4.4. Target population The target population for FLUENZ is children from 24 months to under 18 years old in whom influenza vaccination is recommended because of underlying diseases predisposing to serious complications of influenza. 953,796 children and adolescents under 19 years old were targeted by the seasonal influenza vaccination campaign set up by the French General National Insurance scheme in 2007-200826. According to a GEIG survey (French influenza expert assessment and information group) in 2010, the proportion of children from 0 to 14 years old with a disease targeted by the influenza vaccination guidelines was estimated to be 9.2%, which represents a population of 1,178,000 children and adolescents using the above population estimate for 2 to 17 year olds27. The FLUENZ vaccine must not be given to: - children and adolescents who are immunosuppressed because of a disease or
immunosuppressant therapy (contraindication of FLUENZ);28 - children and adolescents with severe asthma are estimated to account for 11% of
asthmatic children in the GEIG survey27. - Overall, the target population for FLUENZ would be between 850,000 and a maximum of 1 million children and adolescents from 2 to 17 years old each year. In practice and in view of the dispensing circuit for FLUENZ which is only available in hospitals, the population liable to receive FLUENZ would be far smaller.

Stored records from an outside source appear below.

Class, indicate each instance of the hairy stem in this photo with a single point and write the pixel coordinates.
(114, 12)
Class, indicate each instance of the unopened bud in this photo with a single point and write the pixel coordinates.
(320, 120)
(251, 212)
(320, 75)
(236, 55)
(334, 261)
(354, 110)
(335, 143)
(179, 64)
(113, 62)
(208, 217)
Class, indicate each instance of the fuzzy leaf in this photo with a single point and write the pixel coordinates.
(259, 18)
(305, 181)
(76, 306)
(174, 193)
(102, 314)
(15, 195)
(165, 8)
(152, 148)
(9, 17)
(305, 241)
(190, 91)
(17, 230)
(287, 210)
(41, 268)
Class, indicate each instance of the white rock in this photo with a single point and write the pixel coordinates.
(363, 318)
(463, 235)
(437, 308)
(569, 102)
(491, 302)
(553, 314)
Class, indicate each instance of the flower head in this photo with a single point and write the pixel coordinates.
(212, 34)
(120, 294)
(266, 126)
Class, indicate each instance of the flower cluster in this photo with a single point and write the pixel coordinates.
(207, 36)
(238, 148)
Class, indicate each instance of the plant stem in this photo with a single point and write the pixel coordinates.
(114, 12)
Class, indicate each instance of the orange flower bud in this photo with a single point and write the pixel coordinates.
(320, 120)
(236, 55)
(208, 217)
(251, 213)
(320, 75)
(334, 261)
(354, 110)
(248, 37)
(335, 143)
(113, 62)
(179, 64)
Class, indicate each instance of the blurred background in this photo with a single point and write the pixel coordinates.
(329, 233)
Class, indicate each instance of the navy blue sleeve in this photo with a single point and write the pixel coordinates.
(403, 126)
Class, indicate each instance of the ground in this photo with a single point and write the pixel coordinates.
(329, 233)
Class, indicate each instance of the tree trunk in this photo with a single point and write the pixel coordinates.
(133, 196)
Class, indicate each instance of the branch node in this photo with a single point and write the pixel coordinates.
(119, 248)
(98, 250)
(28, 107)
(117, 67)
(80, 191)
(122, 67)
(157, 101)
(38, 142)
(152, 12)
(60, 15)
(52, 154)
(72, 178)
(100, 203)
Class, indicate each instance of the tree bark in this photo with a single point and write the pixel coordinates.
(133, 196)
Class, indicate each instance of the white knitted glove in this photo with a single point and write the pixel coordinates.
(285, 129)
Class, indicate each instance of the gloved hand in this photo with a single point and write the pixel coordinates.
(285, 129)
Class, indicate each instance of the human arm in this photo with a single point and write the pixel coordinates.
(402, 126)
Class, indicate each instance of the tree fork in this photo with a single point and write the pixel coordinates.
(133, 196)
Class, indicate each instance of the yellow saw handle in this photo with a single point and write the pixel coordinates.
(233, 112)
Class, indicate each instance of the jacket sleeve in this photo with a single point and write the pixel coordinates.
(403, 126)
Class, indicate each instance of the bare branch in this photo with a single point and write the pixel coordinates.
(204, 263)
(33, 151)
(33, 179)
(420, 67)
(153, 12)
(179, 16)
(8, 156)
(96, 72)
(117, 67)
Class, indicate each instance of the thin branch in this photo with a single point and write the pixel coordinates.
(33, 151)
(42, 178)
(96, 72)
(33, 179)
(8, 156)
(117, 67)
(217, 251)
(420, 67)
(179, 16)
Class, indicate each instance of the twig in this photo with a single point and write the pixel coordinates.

26 Tuppin P, Samson, S, Weill, A, Ricordeau, P, Allemand H. Taux de couverture vaccinale contre la grippe en France en 2007–2008: apport des données de remboursement du régime général. [Influenza vaccination coverage in France in 2007-8: input from general social security reimbursement scheme]. Médecine et Maladies Infectieuses 2009; 39; 780-788. 27 Weil-Olivier C, Lina B. Vaccination coverage with seasonal and pandemic influenza vaccines in children in France, 2009-2010 season. Vaccine 2011; 29: 7075-7079. 28 Note that the HCSP vaccination guidelines were extended to all immunosuppressed people in December 2010. This population was not therefore included in the Tuppin and GEIG surveys.
25/25
4.5. Transparency Committee recommendations The transparency Committee recommends inclusion on the list of medicines approved for hospital use and various public services in the indications and at the dosages mentioned in the MA and in the populations recommended by the current vaccine calendar. Packaging: The packaging in boxes of 10 nasal applicators is appropriate for hospitals. The Committee, nevertheless, would point out that this packaging is unsuitable for primary care and implies that the administration of FLUENZ (primary vaccination and boosters) will need to take place during a hospital admission or a consultation in a healthcare establishment which would greatly reduce the population which could benefit from this vaccination and raises difficulties in terms of the organisation of care.